僕は混乱してしまって、何もいうことができなくなった。
なぜこんなに動揺しているのか、自分でもわからないくらいに……
その間に「ちょっと行ってくる」と言い残して、二人は出かけていった。
僕は結局何も言えずに、木下くんと紗羅が出かけていく後ろ姿を、見送っていると冬弥が気遣わしげな顔をしているのに気づいた。
「あっ!紗羅に一時間前どこにいたか聞くの忘れた!よく似た人を見たこと言うの忘れちゃったね」
そもそもの目的をすっかり忘れていた僕がそう言うと、冬弥は呆れたような目を向けてくる。
「いやそうだけど、そうじゃなくてだな……いや、まぁいい。

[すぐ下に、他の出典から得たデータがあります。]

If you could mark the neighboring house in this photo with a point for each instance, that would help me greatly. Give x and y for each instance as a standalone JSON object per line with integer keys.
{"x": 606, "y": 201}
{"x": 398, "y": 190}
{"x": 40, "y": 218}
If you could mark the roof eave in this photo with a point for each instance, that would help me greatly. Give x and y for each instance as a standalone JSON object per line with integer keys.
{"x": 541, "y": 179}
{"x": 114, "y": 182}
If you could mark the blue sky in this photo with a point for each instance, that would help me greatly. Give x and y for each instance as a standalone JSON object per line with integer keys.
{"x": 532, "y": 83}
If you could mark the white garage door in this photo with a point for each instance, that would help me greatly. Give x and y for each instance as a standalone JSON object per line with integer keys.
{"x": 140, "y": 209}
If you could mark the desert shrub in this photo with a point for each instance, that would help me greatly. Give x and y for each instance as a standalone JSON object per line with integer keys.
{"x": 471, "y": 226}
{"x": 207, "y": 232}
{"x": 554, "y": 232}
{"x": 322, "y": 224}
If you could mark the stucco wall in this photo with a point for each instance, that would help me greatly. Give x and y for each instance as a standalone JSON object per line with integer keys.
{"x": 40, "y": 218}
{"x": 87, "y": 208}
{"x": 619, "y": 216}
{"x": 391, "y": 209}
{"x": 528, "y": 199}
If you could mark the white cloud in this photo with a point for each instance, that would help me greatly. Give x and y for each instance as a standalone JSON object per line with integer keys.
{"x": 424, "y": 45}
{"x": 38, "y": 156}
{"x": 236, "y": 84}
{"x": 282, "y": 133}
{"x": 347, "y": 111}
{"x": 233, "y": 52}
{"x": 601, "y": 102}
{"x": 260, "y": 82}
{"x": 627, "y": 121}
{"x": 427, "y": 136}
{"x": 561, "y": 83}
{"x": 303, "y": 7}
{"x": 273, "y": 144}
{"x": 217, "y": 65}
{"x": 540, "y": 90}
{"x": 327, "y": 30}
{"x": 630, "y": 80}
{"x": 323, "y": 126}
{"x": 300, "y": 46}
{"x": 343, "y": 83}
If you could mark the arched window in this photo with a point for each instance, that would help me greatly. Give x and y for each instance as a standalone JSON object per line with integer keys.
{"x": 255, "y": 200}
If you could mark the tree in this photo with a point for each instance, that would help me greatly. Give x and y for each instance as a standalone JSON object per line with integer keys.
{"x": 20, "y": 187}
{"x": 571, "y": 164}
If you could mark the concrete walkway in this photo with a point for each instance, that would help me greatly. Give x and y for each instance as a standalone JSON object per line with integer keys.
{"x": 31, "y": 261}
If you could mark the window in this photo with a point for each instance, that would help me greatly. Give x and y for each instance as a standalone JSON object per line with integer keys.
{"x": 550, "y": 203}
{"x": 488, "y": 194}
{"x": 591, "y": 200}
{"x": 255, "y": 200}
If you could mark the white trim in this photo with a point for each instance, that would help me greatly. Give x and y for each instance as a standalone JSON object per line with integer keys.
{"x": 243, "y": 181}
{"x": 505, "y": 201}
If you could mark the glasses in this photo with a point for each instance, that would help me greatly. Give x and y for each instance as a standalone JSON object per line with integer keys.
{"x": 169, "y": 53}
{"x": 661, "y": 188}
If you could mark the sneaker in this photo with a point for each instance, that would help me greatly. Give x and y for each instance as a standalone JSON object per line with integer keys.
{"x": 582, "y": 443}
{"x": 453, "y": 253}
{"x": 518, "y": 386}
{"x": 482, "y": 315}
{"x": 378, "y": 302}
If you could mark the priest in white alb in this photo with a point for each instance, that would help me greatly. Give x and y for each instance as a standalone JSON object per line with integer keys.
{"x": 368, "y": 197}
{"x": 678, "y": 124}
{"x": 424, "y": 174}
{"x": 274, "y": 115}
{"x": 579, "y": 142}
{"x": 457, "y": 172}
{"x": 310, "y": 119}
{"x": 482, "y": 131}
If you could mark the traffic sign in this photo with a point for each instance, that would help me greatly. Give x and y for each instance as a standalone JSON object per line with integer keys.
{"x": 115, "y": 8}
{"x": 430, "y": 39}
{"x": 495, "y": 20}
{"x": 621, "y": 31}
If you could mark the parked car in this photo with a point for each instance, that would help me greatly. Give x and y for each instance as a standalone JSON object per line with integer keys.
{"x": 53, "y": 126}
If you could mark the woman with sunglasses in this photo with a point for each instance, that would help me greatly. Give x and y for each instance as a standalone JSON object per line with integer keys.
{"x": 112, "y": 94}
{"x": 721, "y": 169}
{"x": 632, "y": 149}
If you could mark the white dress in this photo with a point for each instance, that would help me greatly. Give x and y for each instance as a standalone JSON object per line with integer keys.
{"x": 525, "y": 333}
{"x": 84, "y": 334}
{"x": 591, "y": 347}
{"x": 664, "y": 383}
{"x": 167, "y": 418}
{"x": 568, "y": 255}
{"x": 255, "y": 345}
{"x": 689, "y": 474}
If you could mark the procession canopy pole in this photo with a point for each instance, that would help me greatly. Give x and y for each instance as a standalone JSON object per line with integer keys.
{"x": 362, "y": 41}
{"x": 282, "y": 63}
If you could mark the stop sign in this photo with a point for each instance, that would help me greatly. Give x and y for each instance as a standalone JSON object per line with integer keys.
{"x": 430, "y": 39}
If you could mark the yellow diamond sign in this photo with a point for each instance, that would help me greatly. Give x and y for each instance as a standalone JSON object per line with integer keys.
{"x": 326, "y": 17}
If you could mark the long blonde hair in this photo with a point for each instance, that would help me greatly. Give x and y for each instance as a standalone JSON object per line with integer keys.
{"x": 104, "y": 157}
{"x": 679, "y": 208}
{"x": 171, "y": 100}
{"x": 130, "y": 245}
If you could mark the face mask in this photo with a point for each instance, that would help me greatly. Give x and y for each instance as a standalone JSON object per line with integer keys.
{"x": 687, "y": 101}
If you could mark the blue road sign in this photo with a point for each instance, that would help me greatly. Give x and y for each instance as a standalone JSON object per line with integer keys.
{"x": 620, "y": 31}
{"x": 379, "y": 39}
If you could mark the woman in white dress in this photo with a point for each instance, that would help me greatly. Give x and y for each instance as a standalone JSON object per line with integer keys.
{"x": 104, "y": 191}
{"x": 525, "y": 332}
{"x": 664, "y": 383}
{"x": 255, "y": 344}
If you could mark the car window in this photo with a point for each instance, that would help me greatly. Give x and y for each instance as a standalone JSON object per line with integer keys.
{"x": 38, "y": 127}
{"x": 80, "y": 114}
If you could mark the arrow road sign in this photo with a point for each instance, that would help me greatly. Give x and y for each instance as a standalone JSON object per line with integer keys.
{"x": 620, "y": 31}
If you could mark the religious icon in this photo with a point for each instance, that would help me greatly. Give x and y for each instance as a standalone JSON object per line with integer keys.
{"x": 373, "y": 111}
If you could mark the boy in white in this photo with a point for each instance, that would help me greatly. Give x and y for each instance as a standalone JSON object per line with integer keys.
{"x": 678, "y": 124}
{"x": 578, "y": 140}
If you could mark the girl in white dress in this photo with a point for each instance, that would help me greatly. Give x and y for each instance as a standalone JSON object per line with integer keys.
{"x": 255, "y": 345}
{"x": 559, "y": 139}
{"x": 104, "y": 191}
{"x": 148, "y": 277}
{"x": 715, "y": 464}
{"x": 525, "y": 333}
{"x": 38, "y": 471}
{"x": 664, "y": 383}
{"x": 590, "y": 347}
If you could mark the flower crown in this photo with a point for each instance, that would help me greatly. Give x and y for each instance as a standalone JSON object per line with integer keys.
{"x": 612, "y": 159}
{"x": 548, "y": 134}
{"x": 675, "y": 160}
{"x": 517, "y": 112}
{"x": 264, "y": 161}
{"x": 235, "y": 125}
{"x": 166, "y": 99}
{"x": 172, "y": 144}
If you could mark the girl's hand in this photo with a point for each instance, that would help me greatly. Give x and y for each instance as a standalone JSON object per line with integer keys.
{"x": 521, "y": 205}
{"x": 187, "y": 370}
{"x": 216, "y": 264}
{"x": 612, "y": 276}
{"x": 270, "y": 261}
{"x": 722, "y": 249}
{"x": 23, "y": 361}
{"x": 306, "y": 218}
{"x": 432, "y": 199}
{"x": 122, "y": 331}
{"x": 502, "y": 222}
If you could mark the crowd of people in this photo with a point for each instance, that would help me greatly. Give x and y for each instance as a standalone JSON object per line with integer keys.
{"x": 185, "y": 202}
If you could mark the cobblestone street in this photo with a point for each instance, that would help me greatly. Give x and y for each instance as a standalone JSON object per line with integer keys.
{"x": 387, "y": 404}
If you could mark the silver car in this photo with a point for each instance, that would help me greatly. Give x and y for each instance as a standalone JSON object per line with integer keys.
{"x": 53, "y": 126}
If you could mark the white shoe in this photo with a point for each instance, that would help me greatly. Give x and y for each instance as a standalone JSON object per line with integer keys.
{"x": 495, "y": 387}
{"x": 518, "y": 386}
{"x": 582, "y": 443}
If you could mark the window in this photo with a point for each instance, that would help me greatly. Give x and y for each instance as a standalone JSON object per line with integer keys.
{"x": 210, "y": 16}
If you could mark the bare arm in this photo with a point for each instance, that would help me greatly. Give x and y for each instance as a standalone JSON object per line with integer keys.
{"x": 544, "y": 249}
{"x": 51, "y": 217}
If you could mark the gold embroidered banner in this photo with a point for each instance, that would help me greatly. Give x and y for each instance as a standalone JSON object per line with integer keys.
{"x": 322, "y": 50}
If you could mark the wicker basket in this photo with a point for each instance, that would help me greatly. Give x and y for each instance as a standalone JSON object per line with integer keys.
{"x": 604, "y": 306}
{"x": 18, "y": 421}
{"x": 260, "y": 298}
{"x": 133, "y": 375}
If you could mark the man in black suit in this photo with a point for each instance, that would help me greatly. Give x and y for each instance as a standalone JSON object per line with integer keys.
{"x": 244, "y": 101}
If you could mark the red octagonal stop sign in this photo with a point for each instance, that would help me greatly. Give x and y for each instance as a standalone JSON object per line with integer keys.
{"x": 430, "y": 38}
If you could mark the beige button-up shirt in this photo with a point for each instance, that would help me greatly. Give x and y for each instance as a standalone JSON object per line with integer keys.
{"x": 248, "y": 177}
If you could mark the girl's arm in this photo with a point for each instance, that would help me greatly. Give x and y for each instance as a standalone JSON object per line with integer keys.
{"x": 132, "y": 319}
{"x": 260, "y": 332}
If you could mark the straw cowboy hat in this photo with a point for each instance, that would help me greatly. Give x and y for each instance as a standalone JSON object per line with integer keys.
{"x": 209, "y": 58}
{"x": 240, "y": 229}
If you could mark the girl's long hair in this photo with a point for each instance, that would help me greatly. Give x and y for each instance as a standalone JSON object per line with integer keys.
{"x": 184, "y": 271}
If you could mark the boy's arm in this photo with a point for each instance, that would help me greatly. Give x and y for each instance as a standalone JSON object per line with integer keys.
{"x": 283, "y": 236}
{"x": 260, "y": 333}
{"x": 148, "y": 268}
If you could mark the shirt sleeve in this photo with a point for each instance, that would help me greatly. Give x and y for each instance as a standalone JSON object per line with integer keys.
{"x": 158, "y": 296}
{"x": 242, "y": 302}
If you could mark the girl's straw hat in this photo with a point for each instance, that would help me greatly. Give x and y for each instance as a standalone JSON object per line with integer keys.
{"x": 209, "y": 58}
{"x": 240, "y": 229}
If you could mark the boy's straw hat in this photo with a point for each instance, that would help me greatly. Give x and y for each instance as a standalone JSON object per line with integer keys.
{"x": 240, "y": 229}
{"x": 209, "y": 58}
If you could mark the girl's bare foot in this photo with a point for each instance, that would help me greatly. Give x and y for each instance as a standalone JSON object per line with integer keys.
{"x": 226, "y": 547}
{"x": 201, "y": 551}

これ以上は言わないでおくよ」
冬弥までよくわからないことを言いながら、大きくため息をついて「まぁ、蒲生はないか」と、小さくつぶやいていた。
冬弥が何を言いたいのか、よくわからなかった僕が冬弥を問い詰めようと口を開いた時、声が聞こえた。
|(逢介!向こうの角!)
少し慌てたようなお姉ちゃんの声に、僕も慌ててお姉ちゃんが言った方向を見る。
「あっ!」
思わず声が出た。口も開けたまま動きを止めた僕を、冬弥が見て……
「あっ!」
同じように声を上げた。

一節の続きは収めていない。